Candidato petista critica Serra por ter abandonado Prefeitura dois anos após ser eleito

Daiene Cardoso, da Agência Estado

17 de outubro de 2012 | 18h37

SÃO PAULO - O candidato do PT à Prefeitura, Fernando Haddad, assinou na manhã desta quarta-feira, 17, durante entrevista à rádio CBN, um documento em que se compromete a cumprir os quatro anos de mandato, se eleito. O candidato ainda pediu para que o termo fosse registrado em cartório.

 

"Penso que a palavra da pessoa deveria bastar, mas em função desses episódios todos, de uma pessoa que não honra sua própria palavra, eu julguei por bem assinar. Não tenho nenhum problema em assumir isso publicamente", disse, após participar de plenária com sindicalistas e o ministro do Trabalho, Brizola Neto.

 

Em 2004, Serra assinou um compromisso, em que declarou que permaneceria no cargo de prefeito por quatro anos, mas em 2006 deixou a prefeitura para disputar o governo estadual. Nesta terça, 16, também em entrevista à CBN, o tucano se recusou a assinar um documento semelhante ao que foi firmado por Haddad.

 

Para o petista, ao não se comprometer, Serra estaria cometendo uma falta grave. "Não sei se a intenção dele é eleger seu vice (Alexandre Schneider) e não a si próprio.
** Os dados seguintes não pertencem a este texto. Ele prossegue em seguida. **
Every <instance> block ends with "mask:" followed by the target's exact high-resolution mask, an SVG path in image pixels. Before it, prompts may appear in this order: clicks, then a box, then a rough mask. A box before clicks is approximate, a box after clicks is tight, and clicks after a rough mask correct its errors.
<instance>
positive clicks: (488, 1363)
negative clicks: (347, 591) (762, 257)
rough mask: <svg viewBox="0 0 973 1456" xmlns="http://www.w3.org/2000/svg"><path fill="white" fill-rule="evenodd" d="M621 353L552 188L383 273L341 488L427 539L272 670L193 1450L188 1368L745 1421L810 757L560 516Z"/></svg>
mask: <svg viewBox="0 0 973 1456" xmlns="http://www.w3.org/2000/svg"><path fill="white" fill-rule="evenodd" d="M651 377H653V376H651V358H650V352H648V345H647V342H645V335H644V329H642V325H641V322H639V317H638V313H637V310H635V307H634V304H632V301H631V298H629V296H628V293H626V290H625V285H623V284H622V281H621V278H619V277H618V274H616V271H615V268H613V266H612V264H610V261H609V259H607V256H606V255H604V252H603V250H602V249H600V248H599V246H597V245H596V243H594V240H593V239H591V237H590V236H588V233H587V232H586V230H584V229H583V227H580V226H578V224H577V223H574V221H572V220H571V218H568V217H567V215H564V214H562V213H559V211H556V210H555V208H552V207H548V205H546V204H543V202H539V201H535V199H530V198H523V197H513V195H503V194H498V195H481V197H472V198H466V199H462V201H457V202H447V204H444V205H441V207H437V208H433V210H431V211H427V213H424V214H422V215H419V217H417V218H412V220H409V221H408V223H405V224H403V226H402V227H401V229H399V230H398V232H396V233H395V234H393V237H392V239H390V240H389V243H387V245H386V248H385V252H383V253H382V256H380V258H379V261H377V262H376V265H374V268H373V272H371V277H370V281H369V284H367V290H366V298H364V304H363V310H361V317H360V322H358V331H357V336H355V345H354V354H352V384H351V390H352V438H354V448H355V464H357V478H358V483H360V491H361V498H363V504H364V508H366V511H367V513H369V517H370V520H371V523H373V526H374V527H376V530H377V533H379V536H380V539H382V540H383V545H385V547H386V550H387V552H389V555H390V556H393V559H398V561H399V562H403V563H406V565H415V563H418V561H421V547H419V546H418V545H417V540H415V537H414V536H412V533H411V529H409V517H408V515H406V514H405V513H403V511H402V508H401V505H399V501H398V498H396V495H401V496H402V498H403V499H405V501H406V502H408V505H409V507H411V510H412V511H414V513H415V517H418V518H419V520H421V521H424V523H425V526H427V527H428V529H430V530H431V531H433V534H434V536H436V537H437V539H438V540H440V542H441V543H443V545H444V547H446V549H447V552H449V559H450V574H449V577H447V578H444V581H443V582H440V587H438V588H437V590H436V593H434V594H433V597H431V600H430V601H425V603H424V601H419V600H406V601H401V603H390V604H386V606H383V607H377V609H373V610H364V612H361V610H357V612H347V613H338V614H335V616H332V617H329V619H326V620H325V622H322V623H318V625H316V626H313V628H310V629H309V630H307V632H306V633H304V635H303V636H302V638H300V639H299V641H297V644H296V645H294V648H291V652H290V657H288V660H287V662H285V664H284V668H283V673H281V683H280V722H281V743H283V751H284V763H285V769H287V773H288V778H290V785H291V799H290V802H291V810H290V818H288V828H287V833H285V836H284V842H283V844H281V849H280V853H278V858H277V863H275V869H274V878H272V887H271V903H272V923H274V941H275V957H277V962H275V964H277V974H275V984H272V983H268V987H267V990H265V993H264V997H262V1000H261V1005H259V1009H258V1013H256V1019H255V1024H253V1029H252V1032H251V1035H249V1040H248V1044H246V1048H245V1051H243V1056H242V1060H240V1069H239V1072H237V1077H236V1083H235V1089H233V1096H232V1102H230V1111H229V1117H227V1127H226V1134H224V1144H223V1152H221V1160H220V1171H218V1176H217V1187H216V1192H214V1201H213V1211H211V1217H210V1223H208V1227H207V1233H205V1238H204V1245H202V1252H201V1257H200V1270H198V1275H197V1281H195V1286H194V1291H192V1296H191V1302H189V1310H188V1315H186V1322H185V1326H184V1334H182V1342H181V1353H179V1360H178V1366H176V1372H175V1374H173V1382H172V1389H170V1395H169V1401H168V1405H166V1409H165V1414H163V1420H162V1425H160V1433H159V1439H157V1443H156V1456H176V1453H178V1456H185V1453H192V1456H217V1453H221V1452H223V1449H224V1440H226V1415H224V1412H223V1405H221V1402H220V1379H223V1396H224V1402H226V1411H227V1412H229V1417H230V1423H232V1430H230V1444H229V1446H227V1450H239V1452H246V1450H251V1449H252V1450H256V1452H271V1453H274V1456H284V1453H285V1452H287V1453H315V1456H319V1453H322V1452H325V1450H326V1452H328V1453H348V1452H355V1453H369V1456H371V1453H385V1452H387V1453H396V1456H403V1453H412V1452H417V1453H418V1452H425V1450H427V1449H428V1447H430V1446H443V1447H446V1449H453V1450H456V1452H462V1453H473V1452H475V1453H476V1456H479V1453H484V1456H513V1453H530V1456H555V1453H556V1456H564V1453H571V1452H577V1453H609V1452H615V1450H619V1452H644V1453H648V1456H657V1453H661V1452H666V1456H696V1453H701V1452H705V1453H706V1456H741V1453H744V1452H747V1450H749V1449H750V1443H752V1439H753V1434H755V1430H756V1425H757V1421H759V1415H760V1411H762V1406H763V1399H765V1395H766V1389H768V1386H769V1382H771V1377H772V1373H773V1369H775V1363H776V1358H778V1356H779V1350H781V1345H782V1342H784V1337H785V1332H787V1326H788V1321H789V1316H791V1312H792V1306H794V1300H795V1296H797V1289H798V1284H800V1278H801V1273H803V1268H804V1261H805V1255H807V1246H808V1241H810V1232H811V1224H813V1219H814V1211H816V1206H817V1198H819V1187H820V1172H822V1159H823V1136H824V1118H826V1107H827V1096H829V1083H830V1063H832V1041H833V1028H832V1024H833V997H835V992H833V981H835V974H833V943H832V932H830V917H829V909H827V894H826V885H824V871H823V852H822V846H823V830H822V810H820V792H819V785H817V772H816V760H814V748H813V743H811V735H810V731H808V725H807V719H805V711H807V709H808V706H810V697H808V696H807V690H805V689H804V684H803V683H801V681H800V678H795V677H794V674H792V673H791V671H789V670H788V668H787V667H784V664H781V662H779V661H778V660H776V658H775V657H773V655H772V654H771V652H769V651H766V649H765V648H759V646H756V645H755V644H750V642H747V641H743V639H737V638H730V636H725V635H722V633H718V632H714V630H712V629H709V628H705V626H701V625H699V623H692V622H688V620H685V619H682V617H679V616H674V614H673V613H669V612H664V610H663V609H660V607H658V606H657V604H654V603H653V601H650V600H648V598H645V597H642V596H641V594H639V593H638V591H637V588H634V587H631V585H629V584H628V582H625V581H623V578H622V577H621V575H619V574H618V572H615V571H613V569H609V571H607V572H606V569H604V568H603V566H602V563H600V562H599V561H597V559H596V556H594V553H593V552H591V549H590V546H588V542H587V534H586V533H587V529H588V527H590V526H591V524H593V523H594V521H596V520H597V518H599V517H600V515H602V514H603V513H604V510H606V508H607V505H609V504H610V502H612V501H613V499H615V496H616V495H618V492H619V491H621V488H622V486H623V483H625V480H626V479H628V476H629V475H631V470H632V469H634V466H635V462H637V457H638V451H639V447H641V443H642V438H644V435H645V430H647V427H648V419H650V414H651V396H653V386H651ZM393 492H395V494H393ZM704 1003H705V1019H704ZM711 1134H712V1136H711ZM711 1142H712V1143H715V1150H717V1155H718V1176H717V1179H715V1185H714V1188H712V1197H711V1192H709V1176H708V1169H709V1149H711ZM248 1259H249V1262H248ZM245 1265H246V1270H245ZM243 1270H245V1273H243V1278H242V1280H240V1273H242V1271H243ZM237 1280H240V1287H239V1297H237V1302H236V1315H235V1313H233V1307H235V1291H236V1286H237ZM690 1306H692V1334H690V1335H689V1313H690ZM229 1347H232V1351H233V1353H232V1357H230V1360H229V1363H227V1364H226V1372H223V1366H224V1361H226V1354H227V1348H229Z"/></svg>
Mas o fato dele não ter se comprometido com isso, na minha opinião, é grave, à luz do passado recente de uma pessoa que descumpriu um compromisso com a cidade", afirmou.

 

Dizendo-se preparado para discutir temas ligados à ética e à moralidade, Haddad disse que é preciso debater a questão não só no aspecto nacional como também na administração municipal, uma vez que existem investigações em curso sobre supostas irregularidades no governo de Gilberto Kassab (PSD). "Acho estranho não discutir essa questão na gestão municipal. Por que fogem do debate sobre ética na gestão municipal?", provocou. "Parece que a lei não pode valer para eles, só para os adversários", comentou o petista, acusando seu adversário de ter "ética seletiva".

 

Durante o encontro com dirigentes de sete centrais sindicais (CGTB, CSB, CTB, CUT, Força Sindical, UGT e Nova Central Sindical dos Trabalhadores), Haddad criticou o tucano por evitar responder todas as perguntas de jornalistas. Na opinião do petista, por trás das questões apontadas pela imprensa há o interesse do eleitor. "Você tem que ter humildade de responder o que o eleitor perguntar, por mais inconveniente que seja a pergunta, você tem de ter coragem de enfrentar o debate. O jornalista está representando ali a curiosidade de alguém, de um eleitor, que merece respeito", disse. "Você não compreender que por trás da imprensa tem um cidadão querendo saber qual vai ser o destino de São Paulo, é desrespeitar a própria cidade", emendou.

No final do evento, Haddad foi questionado por jornalistas se achava que Serra estaria assumindo um discurso de direita na campanha municipal. "Acho que não sobrou espaço mais na direita, né? Então, acho que ele vai parar por aí", ironizou.